Légitime dépense


Tatouages et perçage des ados

Émission du 21 septembre 2009

Journaliste(s) à la recherche : Nathalie Lemieux

Votre adolescente parade crânement avec son premier perçage. Votre fils de 13 ans claironne qu’il se fera tatouer malgré votre interdiction. Les tatoueurs et perceurs ont bien peu d’obligations envers les mineurs et leurs parents: à partir de 14 ans, rien n’empêche de tatouer qui souhaite l’être. Il y a donc peu de recours possibles en cas de problème. Quand votre ado arrive à vous convaincre, il importe donc de savoir choisir le bon « artiste corporel » Légitime dépense rencontre un tatoueur qui a décidé de se doter d'un code d'éthique et vous dit tout ce qu’il faut savoir pour avoir un comportement sécuritaire en matière de perçage et de tatouage.

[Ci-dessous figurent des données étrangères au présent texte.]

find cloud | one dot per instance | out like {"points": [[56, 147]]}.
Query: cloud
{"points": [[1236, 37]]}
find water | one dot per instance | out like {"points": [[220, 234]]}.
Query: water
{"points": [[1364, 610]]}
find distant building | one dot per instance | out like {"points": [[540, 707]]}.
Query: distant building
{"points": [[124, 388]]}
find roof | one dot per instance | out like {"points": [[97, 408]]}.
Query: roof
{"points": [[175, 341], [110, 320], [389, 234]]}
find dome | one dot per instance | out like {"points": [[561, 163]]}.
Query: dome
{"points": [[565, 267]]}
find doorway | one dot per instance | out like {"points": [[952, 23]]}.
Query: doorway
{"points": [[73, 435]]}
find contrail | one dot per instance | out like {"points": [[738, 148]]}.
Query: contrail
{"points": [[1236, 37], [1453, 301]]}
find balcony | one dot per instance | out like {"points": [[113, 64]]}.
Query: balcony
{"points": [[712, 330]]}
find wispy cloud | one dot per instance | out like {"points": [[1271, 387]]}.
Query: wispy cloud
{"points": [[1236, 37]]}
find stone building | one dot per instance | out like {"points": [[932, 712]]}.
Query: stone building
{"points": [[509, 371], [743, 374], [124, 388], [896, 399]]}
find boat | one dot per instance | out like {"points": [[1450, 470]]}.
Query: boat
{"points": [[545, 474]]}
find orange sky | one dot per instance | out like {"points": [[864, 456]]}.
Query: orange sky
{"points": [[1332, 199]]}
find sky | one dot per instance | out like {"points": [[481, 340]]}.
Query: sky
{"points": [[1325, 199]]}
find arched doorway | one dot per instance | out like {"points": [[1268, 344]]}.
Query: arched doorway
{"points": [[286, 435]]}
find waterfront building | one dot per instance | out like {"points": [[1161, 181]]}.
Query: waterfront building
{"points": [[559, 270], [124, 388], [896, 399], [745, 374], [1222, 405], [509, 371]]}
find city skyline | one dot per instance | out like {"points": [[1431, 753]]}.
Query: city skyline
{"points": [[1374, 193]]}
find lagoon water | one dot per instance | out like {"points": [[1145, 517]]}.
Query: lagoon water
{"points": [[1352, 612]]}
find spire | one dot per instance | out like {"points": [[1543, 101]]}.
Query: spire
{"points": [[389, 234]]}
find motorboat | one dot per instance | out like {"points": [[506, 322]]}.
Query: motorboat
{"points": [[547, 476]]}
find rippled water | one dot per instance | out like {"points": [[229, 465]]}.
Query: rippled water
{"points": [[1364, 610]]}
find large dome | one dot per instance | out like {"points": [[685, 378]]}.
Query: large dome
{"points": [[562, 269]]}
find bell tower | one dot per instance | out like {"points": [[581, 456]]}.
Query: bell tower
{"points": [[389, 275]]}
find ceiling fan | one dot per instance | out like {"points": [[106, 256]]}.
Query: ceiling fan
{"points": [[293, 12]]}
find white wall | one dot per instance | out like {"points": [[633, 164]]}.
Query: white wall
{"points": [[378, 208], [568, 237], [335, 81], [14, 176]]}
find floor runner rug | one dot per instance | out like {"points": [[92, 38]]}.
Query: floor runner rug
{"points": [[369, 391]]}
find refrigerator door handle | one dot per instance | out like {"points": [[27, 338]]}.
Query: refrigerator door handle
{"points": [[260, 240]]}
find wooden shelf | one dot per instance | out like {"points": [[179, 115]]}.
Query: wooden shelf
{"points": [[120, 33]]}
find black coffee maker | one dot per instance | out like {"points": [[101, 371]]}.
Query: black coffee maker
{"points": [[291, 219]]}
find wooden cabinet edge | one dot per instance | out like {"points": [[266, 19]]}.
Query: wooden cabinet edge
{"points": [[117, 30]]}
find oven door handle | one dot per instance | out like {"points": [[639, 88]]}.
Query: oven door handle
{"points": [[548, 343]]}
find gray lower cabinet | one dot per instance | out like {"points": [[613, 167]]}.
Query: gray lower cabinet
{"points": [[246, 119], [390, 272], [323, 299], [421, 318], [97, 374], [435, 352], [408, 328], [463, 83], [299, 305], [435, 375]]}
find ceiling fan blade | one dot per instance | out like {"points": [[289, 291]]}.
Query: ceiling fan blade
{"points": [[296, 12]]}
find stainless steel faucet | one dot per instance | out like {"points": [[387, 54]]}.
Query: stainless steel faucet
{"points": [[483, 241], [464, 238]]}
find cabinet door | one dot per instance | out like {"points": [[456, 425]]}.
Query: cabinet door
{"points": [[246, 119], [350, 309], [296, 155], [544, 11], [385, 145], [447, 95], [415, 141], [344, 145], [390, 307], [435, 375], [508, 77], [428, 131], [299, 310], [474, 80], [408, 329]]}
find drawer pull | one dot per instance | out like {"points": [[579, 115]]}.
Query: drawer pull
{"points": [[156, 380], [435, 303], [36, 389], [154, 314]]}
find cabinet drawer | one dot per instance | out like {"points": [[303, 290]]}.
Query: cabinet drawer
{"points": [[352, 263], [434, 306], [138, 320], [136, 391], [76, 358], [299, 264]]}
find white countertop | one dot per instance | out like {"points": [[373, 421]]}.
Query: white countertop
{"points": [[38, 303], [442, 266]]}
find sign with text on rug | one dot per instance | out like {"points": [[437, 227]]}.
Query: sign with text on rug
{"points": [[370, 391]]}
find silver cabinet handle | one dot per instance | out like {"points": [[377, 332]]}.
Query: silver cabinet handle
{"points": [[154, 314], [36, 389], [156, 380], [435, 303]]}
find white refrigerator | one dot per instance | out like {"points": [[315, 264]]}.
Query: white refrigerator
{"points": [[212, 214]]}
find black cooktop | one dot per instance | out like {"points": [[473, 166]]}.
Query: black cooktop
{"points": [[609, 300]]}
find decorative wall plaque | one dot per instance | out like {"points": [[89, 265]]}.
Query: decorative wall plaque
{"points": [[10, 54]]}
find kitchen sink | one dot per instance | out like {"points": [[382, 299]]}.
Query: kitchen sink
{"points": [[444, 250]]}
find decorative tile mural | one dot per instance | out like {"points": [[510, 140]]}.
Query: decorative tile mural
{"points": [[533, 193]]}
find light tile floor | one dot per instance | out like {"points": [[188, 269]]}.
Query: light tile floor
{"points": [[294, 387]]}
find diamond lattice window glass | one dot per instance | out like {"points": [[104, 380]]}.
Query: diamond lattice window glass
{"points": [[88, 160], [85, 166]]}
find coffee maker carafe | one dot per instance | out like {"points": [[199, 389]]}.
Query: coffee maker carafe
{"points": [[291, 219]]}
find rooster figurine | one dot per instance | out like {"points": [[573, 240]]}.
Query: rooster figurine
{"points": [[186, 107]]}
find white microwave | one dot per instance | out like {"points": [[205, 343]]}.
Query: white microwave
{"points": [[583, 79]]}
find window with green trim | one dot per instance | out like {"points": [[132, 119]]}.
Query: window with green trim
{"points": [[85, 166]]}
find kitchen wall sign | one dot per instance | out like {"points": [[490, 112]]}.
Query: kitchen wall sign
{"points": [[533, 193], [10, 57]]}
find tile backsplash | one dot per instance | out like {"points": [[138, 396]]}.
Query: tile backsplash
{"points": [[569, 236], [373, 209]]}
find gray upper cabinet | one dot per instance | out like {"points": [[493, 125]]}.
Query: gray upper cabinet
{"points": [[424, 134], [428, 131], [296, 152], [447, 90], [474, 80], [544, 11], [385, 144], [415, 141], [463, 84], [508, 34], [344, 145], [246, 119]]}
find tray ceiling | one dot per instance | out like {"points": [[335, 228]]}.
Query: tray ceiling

Thème(s) : Consommation jeunesse , Santé

Tatouages et perçage des ados

Au cours des dix dernières années, le tatouage et le perçage ont énormément gagné en popularité, en particulier auprès des adolescents. Mais un mineur peut-il se faire tatouer ou percer sans l’autorisation de ses parents?

Vide juridique

Et bien oui! Au pays, aucune loi ne régit directement le perçage ou le tatouage. Que ce soit pour les adultes ou pour les enfants, ça ne change rien à l’affaire. En l’absence de juridiction spécifique, certains professionnels du tatouage et du perçage semblent vouloir se donner bonne conscience en évoquant la loi sur le consentement aux soins de santé, qui stipule qu’un jeune de plus de 14 ans peut consentir seul à des soins de santé. Mais, ce qu’il faut savoir, c’est que cette loi exclue les soins esthétiques ou dits « non médicalement requis ». Donc, rien ne permet ou n’interdit aux artistes corporels de tatouer un mineur, qu’il ait 14 ans ou pas.

À chacun son éthique

Heureusement, certains artistes tatoueurs-perceurs se sont eux même dotés d’un code d’éthique. C’est le cas de Steve Vaillancourt de Tatouage Celtic à Québec qui a écrit un guide sur le sujet et qui n’hésite pas à aller faire de la prévention dans les écoles en donnant des conférences sur les règles de l’art du tatouage et du perçage.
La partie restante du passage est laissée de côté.